Told in deadpan prose, most of the story is light and amusing despite the rising body count. Oyinkan Braithwaite invites chuckles with her observant wit and clever dialog. For example: “‘Hey! I hate stingy men!’ Chichi repeatedly snaps her fingers over her head, warding off any stingy man who might be tempted to come near her.” And: “She has used juju to useless my husband!”

At the same time, the story is serious when it focuses on Korede’s abusive father, who beats his daughters and offers Ayoola’s virginity to induce a business deal. Perhaps it is with good reason that Ayoola is quick to kill men. The patriarchal nature of Nigerian society and its tendency to treat women as property is one of the two serious themes of My Sister, the Serial Killer.

At the end, as is often the case with people who do not live up to their own expectations, Korede has to make a decision about what kind of person she really is. Whether or not the reader approves of that choice, the novel makes clear that she is the only person who has the right to determine her future. Nobody can decide who someone else should be. That’s the novel’s second serious theme, and it serves to balance a story that is in other respects goofy and fun.

By the way, I thought it was interesting that in Nigeria, the word MAGA means fool. Sounds about right.



Born on a Tuesday by Elnathan John

Published in Nigeria in 2015; published by Grove Atlantic/Black Cat on May 3, 2016

Born on a Tuesday follows young Ahmad Dantala, an Islamic Nigerian, as he is swept up by violence and corruption, runs from bullets, finds refuge in a mosque, and tries to fight the temptations that make teenage boys tremble in the night. In the mosque, Dantala struggles with English and friendship, both of which he shares with an abused boy named Jabril. As is common in novels of this nature, he questions some of the harsher interpretations of Islamic law. He becomes deputy to a Sheikh who guides his lessons. He also discovers that there is corruption in Nigeria. Who knew?

Dantala’s struggle eventually puts him in the middle of competing religious and governmental factions.
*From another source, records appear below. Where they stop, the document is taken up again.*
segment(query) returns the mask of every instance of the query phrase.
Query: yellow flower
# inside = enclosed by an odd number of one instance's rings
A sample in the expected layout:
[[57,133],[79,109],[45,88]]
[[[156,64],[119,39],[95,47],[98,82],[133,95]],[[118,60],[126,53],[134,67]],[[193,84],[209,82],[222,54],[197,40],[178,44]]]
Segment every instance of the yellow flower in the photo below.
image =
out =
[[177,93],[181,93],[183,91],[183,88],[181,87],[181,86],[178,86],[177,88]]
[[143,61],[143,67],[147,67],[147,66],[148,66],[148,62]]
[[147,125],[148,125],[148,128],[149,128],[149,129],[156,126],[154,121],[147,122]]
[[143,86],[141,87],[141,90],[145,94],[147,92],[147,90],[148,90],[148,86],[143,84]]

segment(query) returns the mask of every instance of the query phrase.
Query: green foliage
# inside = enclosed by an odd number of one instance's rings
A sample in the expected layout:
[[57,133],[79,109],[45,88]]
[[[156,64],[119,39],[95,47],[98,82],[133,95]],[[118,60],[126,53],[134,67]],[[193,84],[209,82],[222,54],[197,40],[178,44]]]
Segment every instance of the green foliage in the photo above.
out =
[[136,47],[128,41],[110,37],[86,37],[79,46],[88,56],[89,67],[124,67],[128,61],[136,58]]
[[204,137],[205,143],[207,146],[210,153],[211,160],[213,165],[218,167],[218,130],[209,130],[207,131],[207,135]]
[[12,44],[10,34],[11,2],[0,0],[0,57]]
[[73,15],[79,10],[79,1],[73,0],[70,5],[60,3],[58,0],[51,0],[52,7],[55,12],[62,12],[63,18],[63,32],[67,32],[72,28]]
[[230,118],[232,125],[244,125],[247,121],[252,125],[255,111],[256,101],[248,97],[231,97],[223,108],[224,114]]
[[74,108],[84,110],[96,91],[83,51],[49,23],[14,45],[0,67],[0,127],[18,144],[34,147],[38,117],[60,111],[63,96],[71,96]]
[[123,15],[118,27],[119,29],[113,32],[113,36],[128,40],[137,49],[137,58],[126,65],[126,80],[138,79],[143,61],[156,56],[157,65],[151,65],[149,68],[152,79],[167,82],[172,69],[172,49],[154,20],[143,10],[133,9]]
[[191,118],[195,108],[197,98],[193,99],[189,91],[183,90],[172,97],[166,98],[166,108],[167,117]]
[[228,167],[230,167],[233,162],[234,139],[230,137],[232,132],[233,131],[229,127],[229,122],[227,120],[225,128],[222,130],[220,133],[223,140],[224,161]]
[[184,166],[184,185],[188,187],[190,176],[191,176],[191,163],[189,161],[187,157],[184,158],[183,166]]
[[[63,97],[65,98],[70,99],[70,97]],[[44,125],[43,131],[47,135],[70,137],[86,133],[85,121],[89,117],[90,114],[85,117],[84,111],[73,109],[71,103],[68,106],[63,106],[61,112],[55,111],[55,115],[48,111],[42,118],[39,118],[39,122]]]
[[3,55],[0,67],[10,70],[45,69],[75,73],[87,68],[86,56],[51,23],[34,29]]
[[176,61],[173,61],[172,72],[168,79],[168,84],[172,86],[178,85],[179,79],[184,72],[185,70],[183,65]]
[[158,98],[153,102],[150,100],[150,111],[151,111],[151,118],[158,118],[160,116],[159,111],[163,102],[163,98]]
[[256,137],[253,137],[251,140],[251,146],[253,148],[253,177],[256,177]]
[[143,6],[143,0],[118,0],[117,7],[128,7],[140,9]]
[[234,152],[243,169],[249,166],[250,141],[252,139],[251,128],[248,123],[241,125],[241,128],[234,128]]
Born on a Tuesday positions Dantala as a symbolic representative of peaceful people everywhere who become the victims of power struggles spawned by zealots.

Much of the novel’s background concerns the struggle between two opposing views of Islam, one that wants to separate itself from the Nigerian government and oppose it violently, and one that wants to work within the Nigerian government to influence institutions and bring about change. The conflict makes Dantala wonder how Muslims can respond to people fighting them all over the world when they are constantly fighting among themselves. The conflict spills into Dantala’s life in many ways, particularly in the effect it has on his friend Jabril. Another religious struggle that the book touches upon (although not too deeply) involves the conflict between Sunni and Shia within Nigeria. The primary background element involves the Nigerian Army’s massacre of the Shia.

Since this is a coming-of-age novel, Dantala does the things that boys do, including having sex with a prostitute and touching himself, actions that his religion forbids. His interactions with women, as is typically true of young men in coming-of-age novels, are awkward. Religious strife leads to violence -- a mixture of killings by individuals, police, and soldiers -- that Dantala feels powerless to address.

Born on a Tuesday conveys the political and religious conflict that surround Dantala, but Elnathan John never made me feel Dantala’s emotional responses. Perhaps the prose is a bit too clinical. Although John makes clear that Dantala’s experiences (including torture) are horrifying, the experiences are not emotionally convincing. Dantala told me about his pain but didn’t make me feel it. The religious rituals in which Dantala engages (such as daily prayer and washing the body of his dead friend) are common to novels about Muslims, but the novel is disappointing in its failure to explore Dantala's connection to his religion in greater depth.

As an account of an oppressed religious minority in Nigeria, however, Born on a Tuesday has value. It also has value as the account of a young man trying to make sense of a world that too often makes no sense at all. A more seasoned novelist might have written a more moving story, but Born on a Tuesday has the great virtue of honesty.